17 April 2016

RESEARCH - Pet Dogs May Help Anxiety in Children

According to the Anxiety Association of America, anxiety disorders affect one in eight children.

A recent study, Pet Dogs and Children’s Health: Opportunities for Chronic Disease Prevention?, suggests that children living with a pet dog seem less likely to suffer from anxiety.

Researchers in New York enrolled 643 children with a mean age of seven at a pediatric primary care clinic when they came for their annual check-ups.

Among the 58% of children with a dog in the home, 12% tested positive on a screening test for potential anxiety, compared with 21% of children who did not have a pet dog.

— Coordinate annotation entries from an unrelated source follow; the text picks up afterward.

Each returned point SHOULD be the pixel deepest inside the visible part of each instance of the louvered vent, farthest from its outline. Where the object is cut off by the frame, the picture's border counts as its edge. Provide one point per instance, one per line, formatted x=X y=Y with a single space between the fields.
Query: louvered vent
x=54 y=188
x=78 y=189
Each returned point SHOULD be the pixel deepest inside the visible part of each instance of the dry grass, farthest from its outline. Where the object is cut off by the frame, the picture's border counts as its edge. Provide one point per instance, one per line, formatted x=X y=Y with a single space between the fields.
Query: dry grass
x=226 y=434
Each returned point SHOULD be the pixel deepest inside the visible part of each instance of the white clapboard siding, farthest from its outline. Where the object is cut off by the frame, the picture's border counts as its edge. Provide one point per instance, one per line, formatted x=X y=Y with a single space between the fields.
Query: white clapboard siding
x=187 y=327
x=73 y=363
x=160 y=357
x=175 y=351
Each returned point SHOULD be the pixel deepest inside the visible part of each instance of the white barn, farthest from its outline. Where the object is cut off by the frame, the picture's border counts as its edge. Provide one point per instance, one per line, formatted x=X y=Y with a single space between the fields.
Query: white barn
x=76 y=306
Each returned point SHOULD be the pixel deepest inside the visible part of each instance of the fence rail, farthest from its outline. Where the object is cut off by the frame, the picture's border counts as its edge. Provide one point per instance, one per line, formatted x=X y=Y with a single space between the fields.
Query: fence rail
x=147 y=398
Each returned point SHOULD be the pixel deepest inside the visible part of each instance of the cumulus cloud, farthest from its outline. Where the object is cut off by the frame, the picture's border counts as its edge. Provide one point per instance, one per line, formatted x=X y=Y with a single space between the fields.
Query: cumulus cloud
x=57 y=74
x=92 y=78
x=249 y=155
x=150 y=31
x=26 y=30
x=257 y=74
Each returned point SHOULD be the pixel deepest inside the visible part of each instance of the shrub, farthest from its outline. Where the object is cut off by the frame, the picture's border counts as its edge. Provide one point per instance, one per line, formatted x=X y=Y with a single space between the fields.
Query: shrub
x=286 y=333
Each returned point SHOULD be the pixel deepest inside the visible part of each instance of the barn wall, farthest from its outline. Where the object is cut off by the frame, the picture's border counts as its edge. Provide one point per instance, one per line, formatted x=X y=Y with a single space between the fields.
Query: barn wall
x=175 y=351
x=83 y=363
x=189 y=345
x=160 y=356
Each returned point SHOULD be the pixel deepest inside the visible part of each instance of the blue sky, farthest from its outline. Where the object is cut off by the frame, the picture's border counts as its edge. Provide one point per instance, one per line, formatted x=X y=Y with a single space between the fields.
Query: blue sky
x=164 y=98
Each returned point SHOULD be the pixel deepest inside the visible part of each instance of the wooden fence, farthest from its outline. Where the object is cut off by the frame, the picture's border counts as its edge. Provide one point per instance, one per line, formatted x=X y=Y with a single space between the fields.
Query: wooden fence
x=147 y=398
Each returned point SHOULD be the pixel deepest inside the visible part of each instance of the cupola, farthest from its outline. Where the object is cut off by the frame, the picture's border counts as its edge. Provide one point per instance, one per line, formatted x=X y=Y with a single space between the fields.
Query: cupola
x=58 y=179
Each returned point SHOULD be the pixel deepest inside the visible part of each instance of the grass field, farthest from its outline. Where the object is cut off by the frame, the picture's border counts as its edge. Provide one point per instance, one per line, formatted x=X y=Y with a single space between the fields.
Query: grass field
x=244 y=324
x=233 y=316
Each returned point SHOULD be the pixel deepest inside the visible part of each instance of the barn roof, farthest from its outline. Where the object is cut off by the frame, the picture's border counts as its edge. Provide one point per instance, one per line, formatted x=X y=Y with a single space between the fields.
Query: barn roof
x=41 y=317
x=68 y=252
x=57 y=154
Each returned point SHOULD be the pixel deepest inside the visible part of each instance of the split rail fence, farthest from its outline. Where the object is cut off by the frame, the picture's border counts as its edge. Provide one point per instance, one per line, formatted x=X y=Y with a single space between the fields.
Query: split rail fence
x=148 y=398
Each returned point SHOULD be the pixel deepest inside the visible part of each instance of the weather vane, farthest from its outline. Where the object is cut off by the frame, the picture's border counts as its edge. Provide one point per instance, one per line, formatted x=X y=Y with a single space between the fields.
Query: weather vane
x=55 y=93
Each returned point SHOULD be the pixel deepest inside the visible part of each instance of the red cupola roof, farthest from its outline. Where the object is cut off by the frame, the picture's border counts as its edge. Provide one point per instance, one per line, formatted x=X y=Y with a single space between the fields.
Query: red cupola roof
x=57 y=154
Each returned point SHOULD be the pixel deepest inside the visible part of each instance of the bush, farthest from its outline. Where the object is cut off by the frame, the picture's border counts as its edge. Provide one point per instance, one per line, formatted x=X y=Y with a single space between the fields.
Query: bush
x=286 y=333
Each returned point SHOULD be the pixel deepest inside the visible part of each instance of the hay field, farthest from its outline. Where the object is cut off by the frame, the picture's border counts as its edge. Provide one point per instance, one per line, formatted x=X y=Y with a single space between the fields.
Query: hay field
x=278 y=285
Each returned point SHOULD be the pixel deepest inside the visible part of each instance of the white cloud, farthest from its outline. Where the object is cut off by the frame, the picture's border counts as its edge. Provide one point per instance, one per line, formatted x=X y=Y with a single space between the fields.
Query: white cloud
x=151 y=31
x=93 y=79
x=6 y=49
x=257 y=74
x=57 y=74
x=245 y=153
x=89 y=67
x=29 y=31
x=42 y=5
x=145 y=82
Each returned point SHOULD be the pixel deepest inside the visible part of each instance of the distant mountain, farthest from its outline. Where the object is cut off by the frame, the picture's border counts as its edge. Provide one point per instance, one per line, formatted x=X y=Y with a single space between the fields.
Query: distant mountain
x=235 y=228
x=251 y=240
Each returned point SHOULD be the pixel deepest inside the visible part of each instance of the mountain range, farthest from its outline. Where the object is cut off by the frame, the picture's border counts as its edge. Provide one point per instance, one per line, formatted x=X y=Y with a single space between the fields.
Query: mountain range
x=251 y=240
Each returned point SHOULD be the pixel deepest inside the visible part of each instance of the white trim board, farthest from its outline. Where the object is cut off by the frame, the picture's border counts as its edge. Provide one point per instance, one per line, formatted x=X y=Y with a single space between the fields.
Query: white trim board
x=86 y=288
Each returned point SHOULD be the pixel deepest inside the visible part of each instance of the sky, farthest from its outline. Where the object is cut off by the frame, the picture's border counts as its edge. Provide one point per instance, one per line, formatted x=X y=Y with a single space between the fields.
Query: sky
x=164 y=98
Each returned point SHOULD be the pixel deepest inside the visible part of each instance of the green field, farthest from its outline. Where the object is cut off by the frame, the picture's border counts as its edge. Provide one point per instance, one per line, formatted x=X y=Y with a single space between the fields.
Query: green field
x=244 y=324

“Having a pet dog in the home was associated with a decreased probability of childhood anxiety,” Dr. Anne Gadomski of the Bassett Medical Center and her co-authors wrote. “Future studies need to establish whether this relationship is causal and, if so, how pet dogs alleviate childhood anxiety.”

The researchers suggested pet dogs could reduce childhood anxiety, particularly social and separation anxiety, by a variety of means:
  • A pet dog can stimulate conversation, an ice-breaking effect that can alleviate social anxiety.
  • Companionship with a pet can alleviate separation anxiety and strengthen attachment.
  • Social interaction of humans and dogs may also lead to increased oxytocin and decreased cortisol levels which weaken the stress response.
  • More opportunities to play, explore and increase physical activity.

Children’s Mental Health Ontario defines a number of anxiety disorders including separation anxiety disorder, generalized anxiety disorder, social phobia, obsessive-compulsive disorder, panic disorder, post-traumatic stress, and selective mutism. Children and teens can have more than one type of anxiety disorder at the same time.

While there have been many studies that confirm the health benefits for adults who have pets, this study adds to a smaller body of data related to the impact of pets on young children.